日時:2001.07.09(mon) 20:59 - TV東京放送(1999年 日本)
脚本:黒澤明
原作:山本周五郎
キーワード:賭け試合果たし合い仕官、浪人、城主、川

内容:
 雨で川が増水し、渡河できず近くの安宿に足止めされている浪人・三沢伊兵衛(寺尾聰)と妻・たよ(宮崎美子)。宿には2人の他にも、雨があがるのを待ちわびている貧しい人々がいた。長く足止めされているせいで宿の雰囲気も険悪。伊兵衛は、そんな人達の気持ちをなごませようと、どこかで金を稼いできて、皆に酒や食べ物を振る舞う。どこでそんな金を工面してきたかは妻がよく知っていた。妻も嫌がる賭け試合を伊兵衛は仕方なくやってきたのだ。
 その翌日、やっと雨があがる。気晴らしに外出した伊兵衛は、森で若侍達の果たし合いに遭遇。仲裁に入った伊兵衛だが、その様子を偶然、藩の城主・和泉守が見ていて大いに気に入る。丁度、藩の剣術指南番を探していたところ。
 早速、登城を請われ、城主と対面。伊兵衛と話をする内に益々、彼を気に入った和泉守は剣術指南として取り立てることを決めてしまう。家臣らの助言で御前試合で実力を見て決めてからでも遅くない、ということに。
 その御前試合で対戦者のだらしなさに憤慨した和泉守が自ら槍をとり、勝負を挑むが、伊兵衛は少し本気を出し過ぎて、和泉守を池に落としてしまう。憤慨する和泉守。伊兵衛はやり過ぎたと反省するが、和泉守を怒らせてしまっては仕官の道も絶たれたかと、意気消沈して宿へ帰っていく。
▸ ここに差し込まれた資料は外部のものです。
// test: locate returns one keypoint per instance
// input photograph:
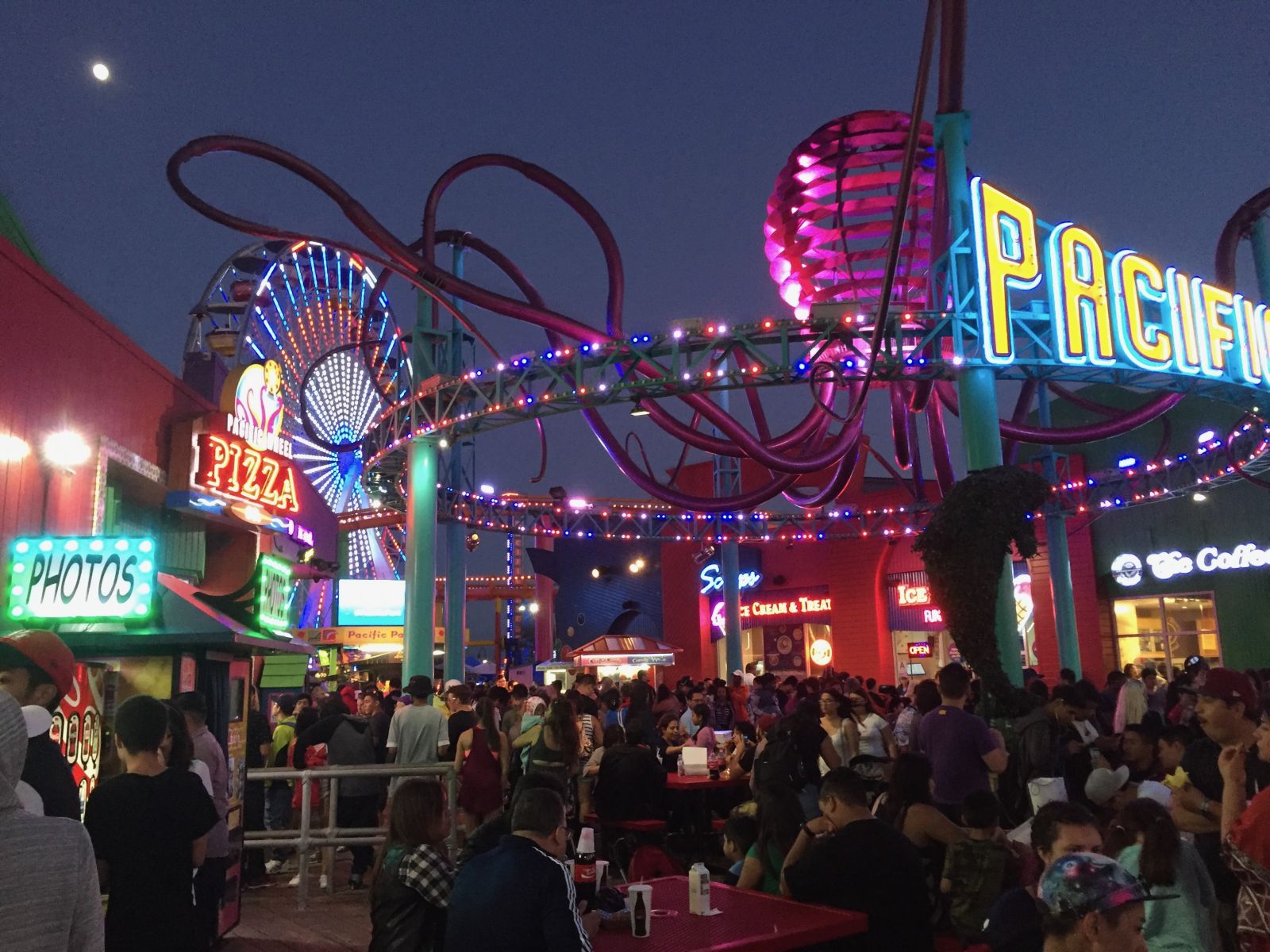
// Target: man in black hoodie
(348, 743)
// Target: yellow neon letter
(1006, 257)
(1253, 343)
(1184, 321)
(1079, 295)
(1213, 309)
(1133, 277)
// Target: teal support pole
(1060, 559)
(456, 550)
(1260, 241)
(729, 562)
(727, 473)
(977, 386)
(421, 520)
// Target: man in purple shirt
(210, 880)
(959, 746)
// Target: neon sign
(1127, 568)
(711, 579)
(258, 397)
(1119, 310)
(775, 608)
(273, 594)
(914, 594)
(82, 578)
(228, 466)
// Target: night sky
(1145, 122)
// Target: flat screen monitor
(370, 602)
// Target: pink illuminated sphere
(829, 215)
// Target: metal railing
(306, 839)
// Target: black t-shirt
(459, 723)
(872, 869)
(50, 776)
(143, 828)
(630, 785)
(1200, 766)
(808, 738)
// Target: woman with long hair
(780, 818)
(832, 717)
(178, 748)
(556, 748)
(413, 875)
(482, 761)
(1246, 837)
(910, 809)
(1145, 841)
(868, 731)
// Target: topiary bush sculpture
(963, 546)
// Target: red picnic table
(749, 922)
(675, 781)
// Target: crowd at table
(855, 816)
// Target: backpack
(781, 762)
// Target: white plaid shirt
(429, 873)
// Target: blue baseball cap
(1080, 884)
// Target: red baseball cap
(44, 651)
(1231, 685)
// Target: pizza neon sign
(229, 466)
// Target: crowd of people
(1134, 816)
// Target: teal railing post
(421, 514)
(456, 571)
(1060, 558)
(977, 386)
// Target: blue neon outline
(1245, 346)
(1121, 314)
(1175, 317)
(1200, 313)
(1058, 309)
(981, 260)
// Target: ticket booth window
(1166, 630)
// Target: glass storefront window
(1166, 630)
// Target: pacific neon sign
(1109, 311)
(228, 466)
(1127, 568)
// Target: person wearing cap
(416, 731)
(1246, 839)
(1058, 828)
(1113, 791)
(37, 670)
(1092, 904)
(1130, 704)
(50, 898)
(1227, 712)
(277, 805)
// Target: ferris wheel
(317, 313)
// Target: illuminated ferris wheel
(315, 311)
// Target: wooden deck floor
(272, 923)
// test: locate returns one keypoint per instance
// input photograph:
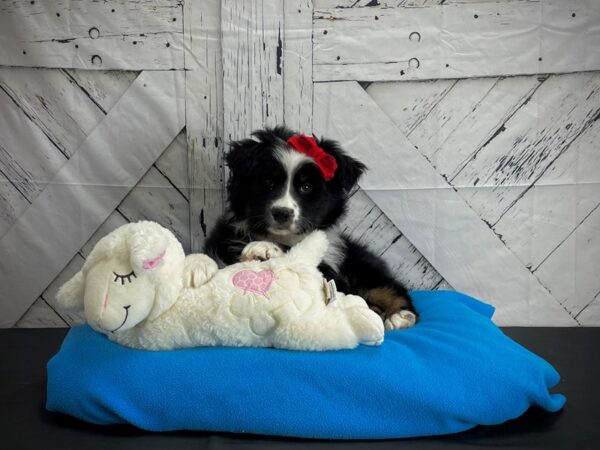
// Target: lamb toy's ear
(154, 251)
(148, 243)
(70, 295)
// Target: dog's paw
(401, 319)
(261, 251)
(197, 270)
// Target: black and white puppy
(277, 195)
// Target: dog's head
(276, 190)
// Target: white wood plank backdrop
(513, 157)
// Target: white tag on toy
(330, 291)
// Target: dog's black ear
(349, 169)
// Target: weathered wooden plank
(325, 4)
(590, 315)
(154, 199)
(463, 120)
(41, 315)
(40, 105)
(408, 104)
(204, 117)
(113, 34)
(65, 115)
(559, 201)
(49, 295)
(501, 170)
(103, 90)
(297, 65)
(456, 40)
(252, 34)
(29, 171)
(366, 223)
(103, 87)
(571, 271)
(88, 188)
(430, 213)
(12, 203)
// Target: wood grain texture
(557, 204)
(252, 65)
(297, 65)
(501, 170)
(571, 271)
(204, 117)
(430, 213)
(41, 315)
(49, 294)
(112, 34)
(367, 224)
(88, 188)
(455, 40)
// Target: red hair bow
(308, 146)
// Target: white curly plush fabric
(275, 303)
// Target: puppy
(281, 187)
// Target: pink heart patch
(249, 280)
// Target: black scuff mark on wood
(16, 186)
(52, 308)
(279, 50)
(12, 96)
(595, 117)
(88, 95)
(502, 128)
(170, 182)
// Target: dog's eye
(122, 278)
(306, 188)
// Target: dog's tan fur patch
(384, 301)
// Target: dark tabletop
(24, 423)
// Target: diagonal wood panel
(455, 40)
(88, 188)
(430, 213)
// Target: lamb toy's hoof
(366, 323)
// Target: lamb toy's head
(133, 273)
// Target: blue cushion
(452, 371)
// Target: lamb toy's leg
(342, 324)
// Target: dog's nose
(282, 215)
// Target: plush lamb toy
(139, 289)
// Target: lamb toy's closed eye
(139, 289)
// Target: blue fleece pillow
(454, 370)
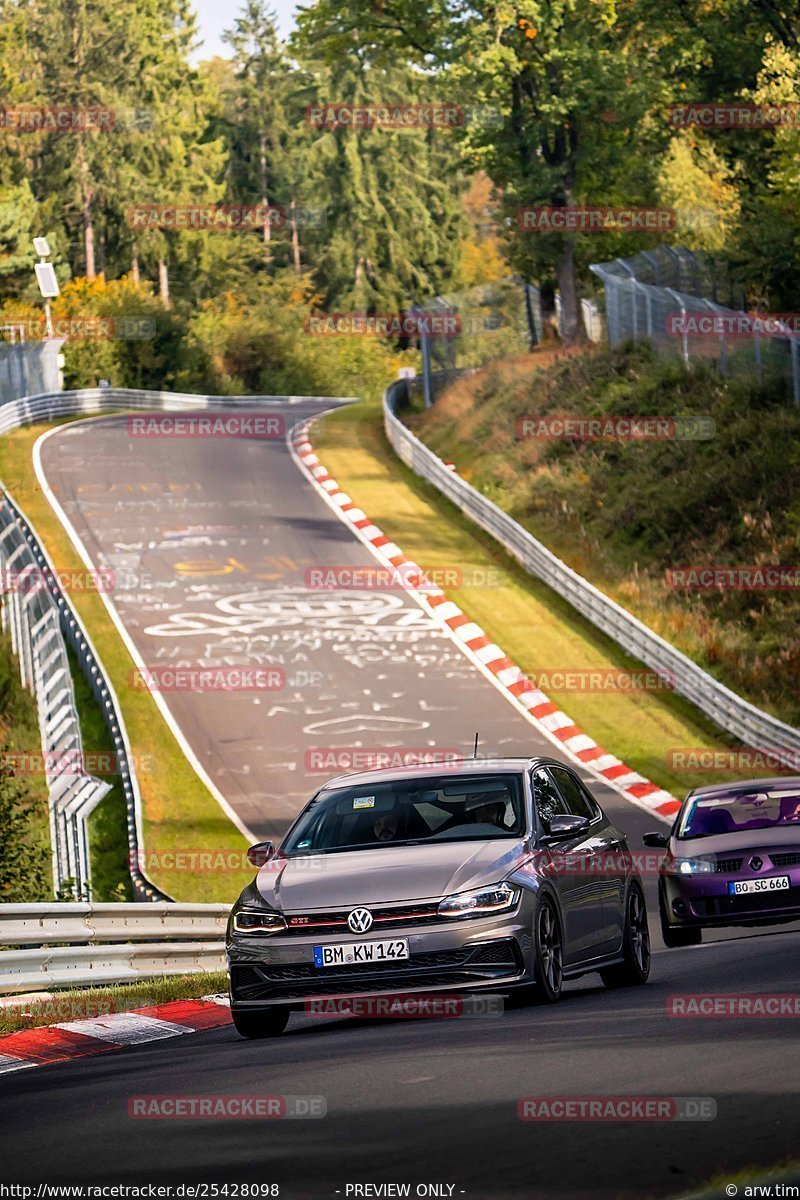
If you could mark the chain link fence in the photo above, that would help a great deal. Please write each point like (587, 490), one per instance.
(662, 297)
(464, 330)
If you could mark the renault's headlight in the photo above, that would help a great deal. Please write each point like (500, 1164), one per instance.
(693, 865)
(256, 921)
(498, 898)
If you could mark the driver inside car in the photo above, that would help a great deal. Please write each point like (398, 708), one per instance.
(482, 810)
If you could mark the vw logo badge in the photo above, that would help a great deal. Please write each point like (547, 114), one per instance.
(360, 921)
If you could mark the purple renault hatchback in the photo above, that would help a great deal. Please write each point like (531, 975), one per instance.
(733, 858)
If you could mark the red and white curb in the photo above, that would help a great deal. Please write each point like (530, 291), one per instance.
(555, 725)
(96, 1035)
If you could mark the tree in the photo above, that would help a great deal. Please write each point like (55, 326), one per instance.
(394, 219)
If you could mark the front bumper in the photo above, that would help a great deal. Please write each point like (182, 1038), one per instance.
(468, 955)
(704, 901)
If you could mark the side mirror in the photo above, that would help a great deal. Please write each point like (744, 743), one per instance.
(566, 825)
(262, 852)
(657, 840)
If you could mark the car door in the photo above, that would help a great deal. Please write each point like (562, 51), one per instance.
(605, 858)
(566, 865)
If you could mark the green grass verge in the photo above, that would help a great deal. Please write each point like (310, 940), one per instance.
(76, 1005)
(623, 514)
(108, 839)
(533, 625)
(179, 813)
(25, 856)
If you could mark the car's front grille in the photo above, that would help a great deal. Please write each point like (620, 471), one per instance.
(434, 969)
(384, 917)
(792, 858)
(728, 865)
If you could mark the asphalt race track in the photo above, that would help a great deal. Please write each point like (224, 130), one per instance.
(210, 541)
(437, 1101)
(419, 1102)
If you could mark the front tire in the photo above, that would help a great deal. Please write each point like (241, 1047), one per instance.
(548, 953)
(269, 1024)
(635, 969)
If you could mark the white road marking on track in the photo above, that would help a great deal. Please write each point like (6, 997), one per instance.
(456, 636)
(126, 1029)
(180, 737)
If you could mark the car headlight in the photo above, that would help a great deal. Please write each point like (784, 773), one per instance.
(256, 921)
(693, 865)
(497, 898)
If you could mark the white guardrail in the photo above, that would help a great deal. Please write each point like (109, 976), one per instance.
(41, 621)
(108, 943)
(738, 717)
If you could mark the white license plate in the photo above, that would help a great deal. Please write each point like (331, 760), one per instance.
(347, 953)
(771, 883)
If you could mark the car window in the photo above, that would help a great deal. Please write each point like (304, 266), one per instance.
(549, 802)
(578, 801)
(455, 808)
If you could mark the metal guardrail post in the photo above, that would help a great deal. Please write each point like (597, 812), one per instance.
(728, 711)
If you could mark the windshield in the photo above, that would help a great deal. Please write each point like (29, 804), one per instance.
(408, 811)
(708, 816)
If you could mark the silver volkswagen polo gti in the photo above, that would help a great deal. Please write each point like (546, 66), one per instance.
(499, 875)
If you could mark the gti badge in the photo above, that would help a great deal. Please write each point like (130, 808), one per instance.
(360, 921)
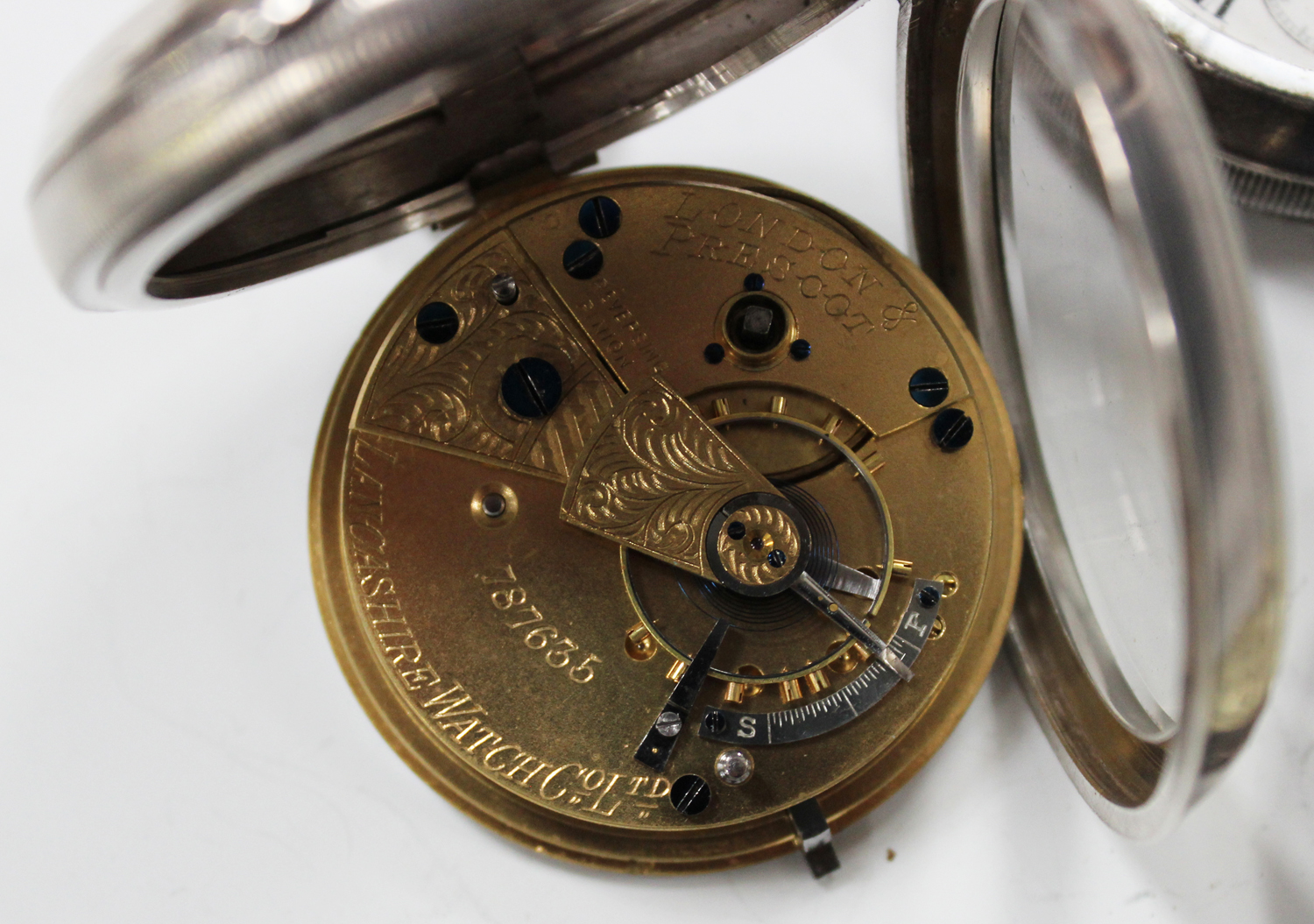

 ようやく増水した川の水も引き、宿の旅人たちは次々に宿をあとにする。伊兵衛夫婦だけが残っている。まだ仕官への望みを捨てきれない伊兵衛。きっと城から迎えが来るのではと落ち着かない。たよはその土地を去るにせよ、城に登るにせよ宿を出るには変わりないと仕度を始める。
 そこに城の家老・石山喜兵衛と若い家臣・榊原権之丞が宿にやってくるが、喜兵衛が言うには、剣術指南の話はなかったことにと。賭け試合をしたことがばれたのだ。それをそばで聞いていた妻たよは、何を思ったか夫に、今後は大いに賭け試合をやれ、(こんなお城の)木偶の棒には分かるまい、と言う。
 仕方なく伊兵衛夫婦は宿を後にし、川を渡り、旅を続ける

感想:
 黒澤明の死後、彼の残した脚本を元に、黒澤組のスタッフが集結して作られた作品。公開されたときは、すぐにも映画館に行きたいと思っていたが、なんやかやするうちに今日まで来てしまった。そろそろビデオでも借りて見ようかと思っていたところにTVに登場。ラッキー!
 剣の達人としての剛の部分と、庶民や他人に接するときの柔の部分。一旦、剣をとれば何者も寄せ付けないほどの気迫、それ以外は穏やかな表情を見せる、主演・寺尾聰の名演。妻たよも好い性格の持ち主で、不器用で仕官しても長く勤まらない夫をしっかり支えている。
印象的な台詞がある。
・果し合いの仲裁に入った伊兵衛「刀は人を斬るものではない。自分の馬鹿な心を斬り捨てるために使う」
・賭け試合がばれて仕官を断られた伊兵衛を慰める妻たよ「何をしたかではなく、なんの為にしたかが大切」
 こんな生き方もありかな、と妙に安心する。伊兵衛をかっこいいと思ってしまう私は変だろうか?